I’m starting on some new projects soon, projects I would very much like to be stateless and highly available. Partially because I like to think of myself as a grown-up developer now who wants to code things the way they ought to be; mostly because I’m a lazy sysadmin who would rather not have to scramble just because the cloud decided to rain that day.
From a dev standpoint, this means looking at Docker containers, which are cool. From an admin standpoint, this means looking at load balancers, which are not.
A Load of Balancers
There are plenty of cloud-based load balancing options available if you’re willing to pay, like Amazon’s imaginatively-named Application Load Balancer or DigitalOcean’s minimalistically-titled Load Balancer. But I’m not willing to pay for things which fail to impress. All of these cloud “load balancers” boil down to the same basic structure:
- A pair of cloud servers with DNS-based failover.
- Health checks.
- Some amount of application-level routing.
That sounds exactly like the sort of thing I’d want a crack at cobbling together myself first. Maybe not to the same depth of features as something like Amazon’s offering, but at least something serviceable.
Is “Passive” Good Enough?
There are a number of load balancing solutions out there, HAProxy probably being the most mature one. At first I dismissed Nginx — a technology I’m already using for other purposes — due to its health check limitations. Namely, open-source Nginx only supports passive health checks.
The idea of sending traffic to potentially bad backend servers did not appeal to me. Intuitively, this sounded like dropped traffic and missed requests. It’s passive, after all, and passive has a negative connotation in the world of infrastructure. You don’t want to be passive, you want to be proactive! And besides, Nginx Plus offers an “active” solution, and it costs money, so it must be better.
But I’d never tried it, and something sounding bad is not a good enough reason to avoid it. So I set up a quick test lab and gave it a spin.
Turns out Nginx never missed a beat.
In retrospect, this makes perfect sense. The worst case scenario for a passively or actively checking load balancer is exactly the same. No matter how intelligent your load balancer is, it isn’t clairvoyant. There is always a chance of live traffic being passed onto an node that’s about to become unresponsive, and any traffic routing solution worth its salt knows that and has some kind of transparent retry logic baked in.

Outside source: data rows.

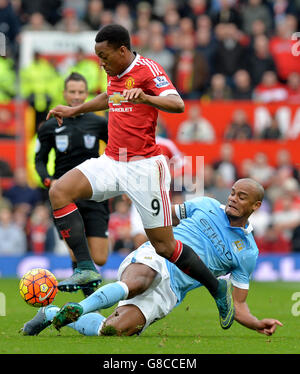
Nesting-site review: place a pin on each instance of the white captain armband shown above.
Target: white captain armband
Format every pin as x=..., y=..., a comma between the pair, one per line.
x=180, y=211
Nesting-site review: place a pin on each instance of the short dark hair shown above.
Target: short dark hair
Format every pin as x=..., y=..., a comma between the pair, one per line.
x=114, y=34
x=75, y=77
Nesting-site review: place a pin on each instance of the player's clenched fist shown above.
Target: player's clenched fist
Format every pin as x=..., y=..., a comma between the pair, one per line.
x=59, y=112
x=135, y=95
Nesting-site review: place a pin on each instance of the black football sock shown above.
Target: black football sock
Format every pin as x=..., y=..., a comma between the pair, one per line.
x=187, y=260
x=70, y=224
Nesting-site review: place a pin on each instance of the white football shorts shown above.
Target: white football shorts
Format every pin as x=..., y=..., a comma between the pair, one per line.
x=159, y=299
x=146, y=182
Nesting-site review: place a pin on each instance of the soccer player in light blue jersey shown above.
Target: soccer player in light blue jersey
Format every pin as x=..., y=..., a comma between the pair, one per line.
x=150, y=287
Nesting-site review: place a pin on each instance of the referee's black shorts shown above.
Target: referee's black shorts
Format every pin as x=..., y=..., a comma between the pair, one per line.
x=95, y=216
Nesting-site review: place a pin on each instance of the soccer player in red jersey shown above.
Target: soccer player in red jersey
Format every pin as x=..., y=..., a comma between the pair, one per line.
x=132, y=163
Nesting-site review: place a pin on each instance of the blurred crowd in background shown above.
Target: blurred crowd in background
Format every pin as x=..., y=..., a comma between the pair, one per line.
x=212, y=50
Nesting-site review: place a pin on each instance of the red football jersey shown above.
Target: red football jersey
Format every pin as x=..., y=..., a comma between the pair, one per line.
x=131, y=127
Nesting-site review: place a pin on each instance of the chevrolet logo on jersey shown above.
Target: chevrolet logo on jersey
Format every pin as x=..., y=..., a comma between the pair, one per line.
x=117, y=99
x=239, y=245
x=129, y=83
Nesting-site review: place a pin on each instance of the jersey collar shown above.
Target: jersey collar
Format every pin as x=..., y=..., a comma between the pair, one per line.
x=131, y=66
x=247, y=230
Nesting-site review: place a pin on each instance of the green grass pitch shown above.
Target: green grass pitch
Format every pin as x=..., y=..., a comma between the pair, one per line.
x=192, y=328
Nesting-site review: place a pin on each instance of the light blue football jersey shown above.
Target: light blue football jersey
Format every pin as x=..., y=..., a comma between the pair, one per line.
x=223, y=248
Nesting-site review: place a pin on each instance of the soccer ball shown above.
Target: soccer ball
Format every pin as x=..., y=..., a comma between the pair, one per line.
x=38, y=287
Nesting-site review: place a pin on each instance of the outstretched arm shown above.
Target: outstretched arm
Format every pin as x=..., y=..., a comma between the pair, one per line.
x=169, y=103
x=265, y=326
x=100, y=102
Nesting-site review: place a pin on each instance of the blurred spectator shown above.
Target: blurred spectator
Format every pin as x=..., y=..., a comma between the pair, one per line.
x=93, y=73
x=70, y=22
x=226, y=13
x=208, y=175
x=171, y=19
x=190, y=71
x=41, y=231
x=119, y=227
x=291, y=188
x=261, y=170
x=293, y=88
x=245, y=168
x=12, y=237
x=4, y=202
x=281, y=8
x=273, y=242
x=272, y=132
x=39, y=81
x=50, y=9
x=195, y=128
x=106, y=17
x=157, y=51
x=9, y=26
x=239, y=128
x=261, y=219
x=284, y=163
x=254, y=10
x=186, y=26
x=140, y=41
x=21, y=193
x=205, y=42
x=78, y=5
x=220, y=189
x=258, y=29
x=260, y=59
x=288, y=218
x=225, y=165
x=281, y=46
x=143, y=16
x=93, y=13
x=230, y=53
x=37, y=22
x=275, y=188
x=122, y=16
x=5, y=169
x=194, y=8
x=8, y=79
x=270, y=89
x=218, y=89
x=242, y=87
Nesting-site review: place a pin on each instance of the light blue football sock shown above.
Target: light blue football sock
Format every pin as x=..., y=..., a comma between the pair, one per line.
x=50, y=312
x=105, y=297
x=88, y=324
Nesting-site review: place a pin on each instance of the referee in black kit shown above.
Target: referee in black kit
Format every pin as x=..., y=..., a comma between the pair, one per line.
x=74, y=142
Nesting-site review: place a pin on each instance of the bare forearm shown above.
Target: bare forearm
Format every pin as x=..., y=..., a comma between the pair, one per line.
x=100, y=102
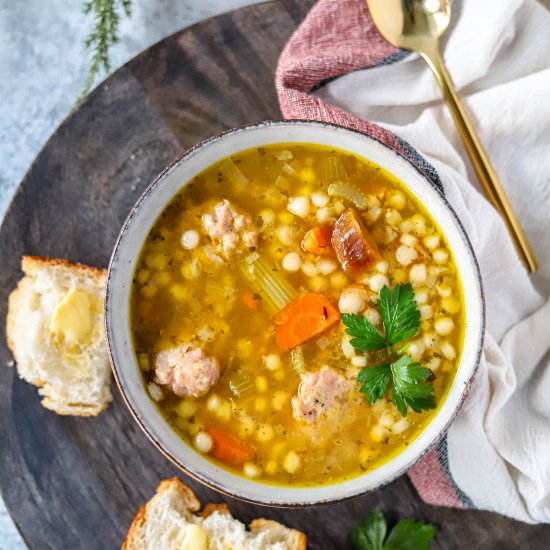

Really, the only way the above scenario can be avoided at all times is by broadcasting duplicate traffic to multiple backend servers simultaneously and returning the reply from the winner (à la dnsmasq --all-servers
). That's a lot of overhead that would be better used passing new requests!
Now, this isn’t to say that passive health evaluation is good enough for all use cases. There are real network penalties that get paid, penalties that are minimized in this example since it’s all happening over a local network. And while the worst-case scenario for passive and active health checks is identical, active health checks make that scenario (passing live, non-synthetic traffic to a dead node) less likely. You can also get a lot fancier with active health checks by sending known-good requests and expecting positive HTTP response codes. I don’t particularly see that as the load balancer’s job, but that’s a topic for another time.
This demo proves that open-source Nginx is more than capable enough for my needs. And, more importantly, it serves as reminder to always lab out your assumptions. Chances are you’ll learn something.